Take a closer look at the projected labour demand and supply for this occupation over the 2017-2026 period. For more information on future job trends, go to the Canadian Occupational Projections System.


BALANCE: Labour demand and labour supply are expected to be broadly in line for this occupation group over the 2017-2026 period at the national level. The section below contains more detailed information regarding the outlook for this occupational group.
Employment in 2016
Median age of workers in 2016
Average retirement age in 2016

Detailed analysis

In order to determine the expected outlook of an occupation, the magnitude of the difference between the projected total numbers of new job seekers and job openings over the whole projection period (2017-2026) is analyzed in conjunction with an assessment of labour market conditions in recent years. The intention is to determine if recent labour market conditions (surplus, balance or shortage) are expected to persist or change over the period 2017-2026. For instance, if the analysis of key labour market indicators suggests that the number of job seekers was insufficient to fill the job openings (a shortage of workers) in an occupational group in recent years, the projections are used to assess if this situation will continue over the projection period or if the occupation will move towards balanced conditions.

Over the 2014-2016 period, employment in this occupational group increased more quickly than the average. However, the unemployment rate stayed mostly stable at 6.2% in 2016, below the national average of 7.0%. The average hourly wage increased at a faster rate than the average for all occupations. The mixed signals of key labour market indicators required the analysis of additional indicators, which concluded that the number of job seekers was sufficient to fill the job openings in this occupational group over the 2014-2016 period.

For Human resources and recruitment officers, over the period 2017-2026, new job openings (arising from expansion demand and replacement demand) are expected to total 12,900, while 13,500 new job seekers (arising from school leavers, immigration and mobility) are expected to be available to fill them.

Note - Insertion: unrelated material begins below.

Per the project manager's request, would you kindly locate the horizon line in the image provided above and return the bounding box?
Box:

As job openings and job seekers are projected to be at relatively similar levels over the 2017-2026 period, the balance between labour supply and demand seen in recent years is expected to continue over the projection period. Job openings are projected to arise from both retirements and expansion demand. The retirement rate for this occupation is expected to be lower than the average projected for all occupations over the 2017-2026 period. On the other hand, demand arising from economic growth is expected to be higher than the national average over the projection period. Population ageing and the high retirement rate for Canada over the projection period will increase the need for human resources and recruitment officers as these workers will have to be replaced and new workers will have to be hired and trained. The continued transition toward a knowledge-based economy will also create a need for additional training of workers over the projection period. Finally, increased international competition will require firms to increase productivity by, for instance, offering continuing education to their employees, contributing to employment growth in occupations related to human resources. However, the increasing reliance on technology, such as online recruitment processes and the computerization of some administrative tasks, is expected to temper employment growth. With regard to labour supply, the majority of job seekers are expected to come from the school system. On the other hand, a significant number of workers will leave this occupation over the projection period. Only a small number of new immigrants are expected to find employment in this occupational group.